Format contract: 8-bit grayscale PNGs only (the natural width
for class-id label maps up to 256 classes; covers every dataset
in the per-paradigm presets — Cityscapes, ADE20K, Pascal VOC,
plus panoptic-derived semantic). Wider class-id ranges should
use :meth:evaluate with np.uint16 / np.uint32 ndarrays.
label_remap does not propagate to the fused path; callers
needing a remap should rewrite the DT PNGs upstream or fall
back to :meth:evaluate.
evaluate_to_partial
evaluate_to_partial(
gt: Dataset, dt: Predictions, *, rank_id: int
) -> bytes
Run the evaluation as a per-rank streaming submit and return the serialized partial bytes (ADR-0032, ADR-0035).
rank_id identifies this evaluator's rank in a multi-process
eval. The partial bytes can be gathered across ranks and merged
with :meth:from_partials to produce a global :class:Summary
bit-equal to a batch :meth:evaluate over the union (semantic
confusion-matrix sums are u64-additive, so strict-mode
bit-equality is unconditional per ADR-0032).
label_remap does not propagate to the streaming path —
callers needing remap apply it on the DT arrays themselves
before passing the dataset in.
from_partials
classmethod
from_partials(
n_classes: int,
partials: Sequence[bytes],
/,
*,
parity_mode: ParityMode = "corrected",
ignore_label: int | None = None,
) -> SemanticSummary
Merge partials (one per rank) into a global :class:Summary
(ADR-0032, ADR-0035).
n_classes, parity_mode, and ignore_label must match
what each rank used to produce its partial. Mismatches raise
the structured Partial* errors re-exported on this module.
background
background(
n_classes: int,
ignore_label: int | None = None,
*,
rank_id: int | None = None,
queue_capacity: int = 8,
worker_affinity: int | None = None,
worker_nice: int = 5,
shutdown_timeout_seconds: float = 5.0,
) -> BackgroundSemanticEvaluator
Build a :class:BackgroundEvaluator (ADR-0014 + ADR-0032)
that shares this evaluator's parity_mode.
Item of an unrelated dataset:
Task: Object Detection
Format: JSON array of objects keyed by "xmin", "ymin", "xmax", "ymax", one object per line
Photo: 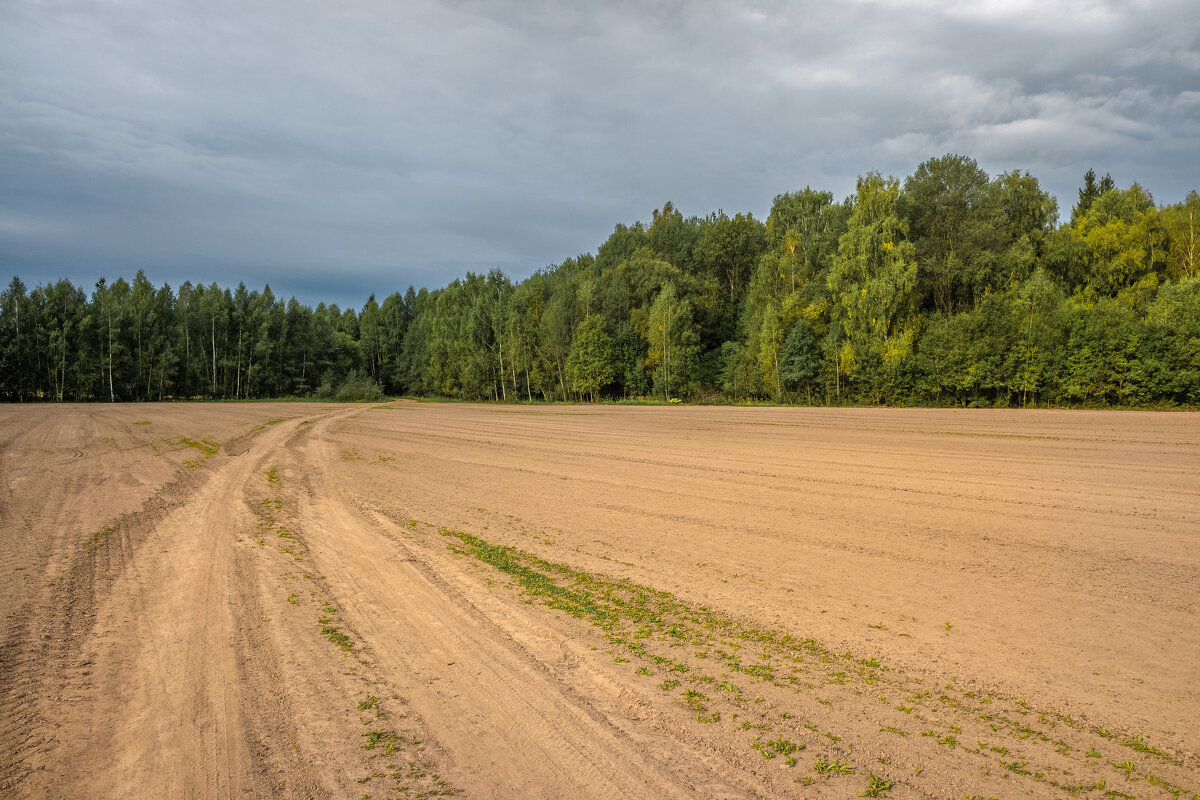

The returned wrapper owns a single dedicated worker thread
running a :class:StreamingEvaluator of the same shape; calls
to :meth:BackgroundEvaluator.submit enqueue per-image
(gt, dt) pairs and return immediately. Use this when the
confusion-matrix fold measurably stalls the training loop
(most users won't notice — semantic is fast — but per-image
update on dense Cityscapes pixels is the case where this
starts to matter).
rank_id, when set, identifies this evaluator's rank in a
multi-process eval (ADR-0032). The five queueing /
scheduling knobs mirror :class:vernier.instance.Evaluator
.background.
label_remap does not propagate to the background path —
callers needing remap on a streaming path apply it on the DT
arrays themselves before each submit call.
decode_label_map_png
Load a single-channel PNG label map as a (H, W) uint32
array.
Lazy-imports Pillow; raises a structured :class:ImportError if
Pillow is not installed. Multi-channel (RGB-encoded) panoptic
PNGs belong in :func:vernier.panoptic.decode_label_map_png —
they are rejected here with :class:ValueError.